Complishon: efficient heuristics for code completion

A couple of weeks ago I started prototyping a new code completion backend. The one available in Pharo 8.0 is good-enough to complete variables and messages to literal objects. However, the accuracy of the completion was pretty low because auto completion candidates were sorted alphabetically, and this was even producing completion pauses for large images. This code completion prototype engine, that I originally baptised as Complishon, was based on two ideas: generators and heuristics.

Generators are objects that provide a stream-like interface to consume values generated sequentially. Better with an example.

stream := Generator on: [ :generator |
  generator yield: 1.
  generator yield: 'hello'.
].
stream next.
>>> 1
stream next.
>>> 'hello'

One cool thing about generators is that the generator code will block until we call next. This is particularly interesting when iterating several big collections: we only really iterate them if we need them. And they come by default in Pharo :).

Heuristics, on the other hand, are not funky Pharo objects that come in a library. Heuristics are objects that represent rules. In our case rules for auto completion. Here you have some example of heuristics:

  • chances are I want to autocomplete first the methods defined in my package
  • chances are that a variable called anOrderedCollection will have effectively an OrderedCollection instance

And so on.

If we encode enough of these little rules on objects, we could have a smart enough auto-completion engine that does not require complex algorithms or machine learning models. Not saying that these may not be good, just saying that I wanted a quick solution to make our life easier.

This post talks about the architecture inside the completion engine. What parts are inside it and how they relate. Turns out this prototype grew up and is making it to the big leagues in Pharo 9.0, where it will be called HeuristicsCompletion.

An architecture for lazy code completion

The heuristics completion engine is done out of three main components:

  • lazy fetchers implemented using generators,
  • a completion object that works as a result-set
  • and several completion heuristics that are chosen from the current AST node.

Fetchers

Fetchers are subclasses of CoFetcher. They need to define the method #entriesDo: aBlock iterating a collection. The fetcher framework will take care of creating a streaming API for it using generators. For example, a simple fetcher can be created and used with:

CoFetcher subclass: #MyFetcher
	instanceVariableNames: ''
	classVariableNames: ''
	package: 'Complishon-Core'
  
MyFetcher >> entriesDo: aBlock [
  1 to: 10000000000 do: aBlock
]

MyFetcher new next >>> 1.

Basic Fetchers

A simple generic fetcher works on a collection.

CoCollectionFetcher onCollection: #( a b b a c )

And an empty fetcher is useful to provide no results

CoEmptyFetcher new

Fetcher combinators

Fetchers can be combined by using simple combinators. A sequence of fetchers, created with the message #,, fetches first the elements in the first fetcher, then in the second one. This also means that the second fetcher will never be executed until the first one is completely consumed, which is an interesting property if it is expensive to calculate.

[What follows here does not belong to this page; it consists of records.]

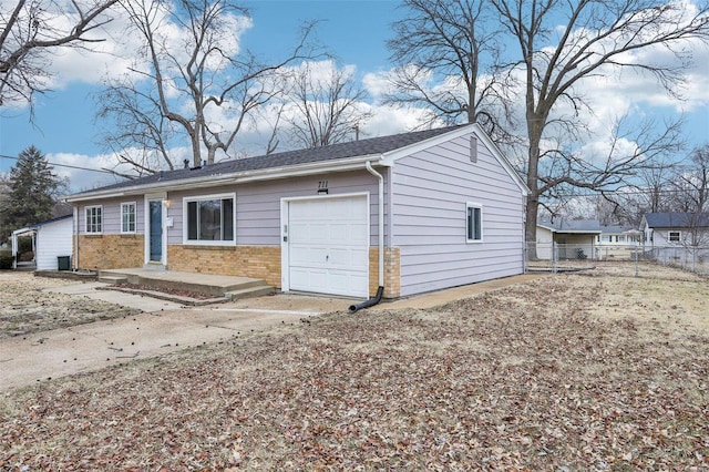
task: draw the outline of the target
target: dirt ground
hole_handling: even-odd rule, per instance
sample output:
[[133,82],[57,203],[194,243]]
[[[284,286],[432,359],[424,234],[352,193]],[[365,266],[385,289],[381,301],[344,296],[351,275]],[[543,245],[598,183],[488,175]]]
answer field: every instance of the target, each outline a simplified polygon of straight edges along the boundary
[[50,287],[70,284],[81,281],[35,277],[32,273],[0,271],[0,338],[119,318],[140,311],[84,297],[45,291]]
[[285,324],[4,393],[0,470],[707,470],[708,307],[614,264]]

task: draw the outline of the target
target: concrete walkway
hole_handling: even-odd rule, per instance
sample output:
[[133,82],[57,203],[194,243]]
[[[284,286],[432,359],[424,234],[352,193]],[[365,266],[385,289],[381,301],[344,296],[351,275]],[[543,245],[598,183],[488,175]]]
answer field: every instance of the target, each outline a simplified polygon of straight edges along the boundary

CoInstanceVariableFetcher new, CoGlobalVariableFetcher new

filter fetcher, created with the message #select:, decorates another fetcher and filters it with a block.

CoInstanceVariableFetcher new select: [ :e | "a condition..." ]

no-repetition fetcher, created with the message #withoutRepetition, decorates another fetcher and filters those elements that were already returned previously by himself.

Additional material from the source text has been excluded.